LE MYTHE DE L’OSSUAIRE : LES RÉSIDENTS
The Bone Orchard Mythos: Tenement #1-10 – Etats-Unis – 2023 / 2024
Genre : Horreur
Dessinateur : Andrea Sorrentino
Scénariste : Jeff Lemire
Nombre de pages : 312 pages
Éditeur : Urban Comics
Date de sortie : 8 novembre 2024
LE PITCH
A la mort d’un de leurs voisins, dix habitants d’un HLM qui ne se connaissent que peu et que tout oppose devront coopérer alors que des phénomènes étranges surviennent autour d’eux. Invasion de mouches, baignoires remplies de sang, hallucinations glaçantes… le lugubre bâtiment cache une bien sombre histoire et un passage vers une dimension terrifiante, dans les tréfonds de laquelle ses résidents devront s’aventurer pour espérer en percer les mystères… et rester en vie.

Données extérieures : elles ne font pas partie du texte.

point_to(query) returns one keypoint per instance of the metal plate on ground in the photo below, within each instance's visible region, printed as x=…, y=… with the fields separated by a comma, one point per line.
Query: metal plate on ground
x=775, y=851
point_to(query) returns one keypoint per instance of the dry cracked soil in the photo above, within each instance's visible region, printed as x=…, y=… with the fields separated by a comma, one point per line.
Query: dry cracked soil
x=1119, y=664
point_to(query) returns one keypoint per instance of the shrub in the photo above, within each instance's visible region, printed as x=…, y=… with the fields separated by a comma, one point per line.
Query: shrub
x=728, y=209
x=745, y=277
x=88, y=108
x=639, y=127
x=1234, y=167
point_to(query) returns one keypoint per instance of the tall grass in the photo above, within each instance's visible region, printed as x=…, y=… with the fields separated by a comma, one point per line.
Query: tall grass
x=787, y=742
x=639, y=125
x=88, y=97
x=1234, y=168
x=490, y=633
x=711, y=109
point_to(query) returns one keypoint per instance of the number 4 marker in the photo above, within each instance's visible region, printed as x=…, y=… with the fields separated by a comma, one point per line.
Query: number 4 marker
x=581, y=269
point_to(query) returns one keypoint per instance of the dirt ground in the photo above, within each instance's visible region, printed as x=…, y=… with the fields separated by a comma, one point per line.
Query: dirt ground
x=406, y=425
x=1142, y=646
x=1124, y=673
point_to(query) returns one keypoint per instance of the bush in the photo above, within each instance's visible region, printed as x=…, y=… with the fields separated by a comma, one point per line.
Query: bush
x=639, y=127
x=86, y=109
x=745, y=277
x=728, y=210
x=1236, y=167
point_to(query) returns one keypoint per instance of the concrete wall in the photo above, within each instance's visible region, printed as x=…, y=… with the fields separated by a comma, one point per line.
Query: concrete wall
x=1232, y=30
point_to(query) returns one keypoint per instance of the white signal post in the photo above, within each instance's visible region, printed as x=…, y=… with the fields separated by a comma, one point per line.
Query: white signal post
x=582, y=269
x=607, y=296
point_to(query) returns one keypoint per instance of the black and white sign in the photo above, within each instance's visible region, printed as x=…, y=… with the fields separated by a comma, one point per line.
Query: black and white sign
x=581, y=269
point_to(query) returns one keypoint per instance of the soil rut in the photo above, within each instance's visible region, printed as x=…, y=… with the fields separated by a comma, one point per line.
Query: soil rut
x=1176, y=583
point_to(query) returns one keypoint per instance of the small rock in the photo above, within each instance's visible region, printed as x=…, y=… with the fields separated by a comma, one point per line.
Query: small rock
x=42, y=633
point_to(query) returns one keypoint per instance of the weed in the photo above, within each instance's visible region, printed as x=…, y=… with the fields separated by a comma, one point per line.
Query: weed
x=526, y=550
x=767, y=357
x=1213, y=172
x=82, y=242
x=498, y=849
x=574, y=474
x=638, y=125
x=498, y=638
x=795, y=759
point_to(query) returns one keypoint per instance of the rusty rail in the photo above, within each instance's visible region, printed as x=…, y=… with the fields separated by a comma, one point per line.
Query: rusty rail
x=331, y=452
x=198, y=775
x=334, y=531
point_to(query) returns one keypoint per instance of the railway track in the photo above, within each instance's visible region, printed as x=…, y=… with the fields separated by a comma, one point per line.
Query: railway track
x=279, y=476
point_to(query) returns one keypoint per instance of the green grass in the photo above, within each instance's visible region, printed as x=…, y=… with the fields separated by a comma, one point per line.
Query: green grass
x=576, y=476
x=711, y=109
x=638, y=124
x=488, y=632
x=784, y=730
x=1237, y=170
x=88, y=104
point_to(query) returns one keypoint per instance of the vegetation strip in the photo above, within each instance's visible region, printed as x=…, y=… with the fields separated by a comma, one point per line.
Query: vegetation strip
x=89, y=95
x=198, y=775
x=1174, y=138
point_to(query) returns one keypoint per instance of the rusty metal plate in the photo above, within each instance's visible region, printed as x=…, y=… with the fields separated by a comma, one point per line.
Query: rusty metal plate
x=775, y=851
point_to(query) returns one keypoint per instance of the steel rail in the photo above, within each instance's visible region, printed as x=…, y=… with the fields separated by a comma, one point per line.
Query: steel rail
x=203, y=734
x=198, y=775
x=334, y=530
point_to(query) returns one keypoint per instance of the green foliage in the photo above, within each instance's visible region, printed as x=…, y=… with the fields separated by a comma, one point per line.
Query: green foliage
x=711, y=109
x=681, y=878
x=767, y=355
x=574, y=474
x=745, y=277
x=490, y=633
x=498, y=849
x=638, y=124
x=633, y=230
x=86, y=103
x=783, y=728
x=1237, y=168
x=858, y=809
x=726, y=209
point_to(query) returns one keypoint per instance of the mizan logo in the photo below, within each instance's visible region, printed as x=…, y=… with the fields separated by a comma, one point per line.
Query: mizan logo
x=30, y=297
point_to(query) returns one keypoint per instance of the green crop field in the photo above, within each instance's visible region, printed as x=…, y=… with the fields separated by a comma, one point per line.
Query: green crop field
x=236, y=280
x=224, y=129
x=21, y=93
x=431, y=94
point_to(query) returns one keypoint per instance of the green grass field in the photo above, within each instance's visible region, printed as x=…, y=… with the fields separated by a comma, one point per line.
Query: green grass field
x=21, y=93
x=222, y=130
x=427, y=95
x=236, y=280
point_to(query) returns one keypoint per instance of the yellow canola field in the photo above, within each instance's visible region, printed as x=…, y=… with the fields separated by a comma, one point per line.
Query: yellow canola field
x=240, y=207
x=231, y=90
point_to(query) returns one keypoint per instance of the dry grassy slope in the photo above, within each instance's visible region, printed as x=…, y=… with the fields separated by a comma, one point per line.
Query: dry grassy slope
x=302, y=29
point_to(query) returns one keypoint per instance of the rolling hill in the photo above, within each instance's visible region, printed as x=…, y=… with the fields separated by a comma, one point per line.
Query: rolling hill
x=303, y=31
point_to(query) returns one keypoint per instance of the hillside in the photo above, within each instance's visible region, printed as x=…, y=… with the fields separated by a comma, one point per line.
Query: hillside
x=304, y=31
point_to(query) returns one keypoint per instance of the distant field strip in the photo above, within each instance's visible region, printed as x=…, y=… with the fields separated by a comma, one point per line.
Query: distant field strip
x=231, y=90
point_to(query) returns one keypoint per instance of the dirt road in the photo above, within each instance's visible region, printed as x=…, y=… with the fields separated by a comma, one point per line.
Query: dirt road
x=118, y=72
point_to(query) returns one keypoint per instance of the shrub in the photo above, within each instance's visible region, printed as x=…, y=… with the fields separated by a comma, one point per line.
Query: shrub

L’horreur de la copropriété
Succédant à Le Passage et Des Milliers de plumes noires, Les Résidents permet à Jeff Lemire et Andrea Sorrentino de s’aventurer plus loin encore dans la nature profonde et terrifiante de ce culte qu’ils ont eux-mêmes créé : Le Mythe de l’ossuaire. Un album dans lequel la frontière entre notre monde et celui du mal parait décidément bien trop fine.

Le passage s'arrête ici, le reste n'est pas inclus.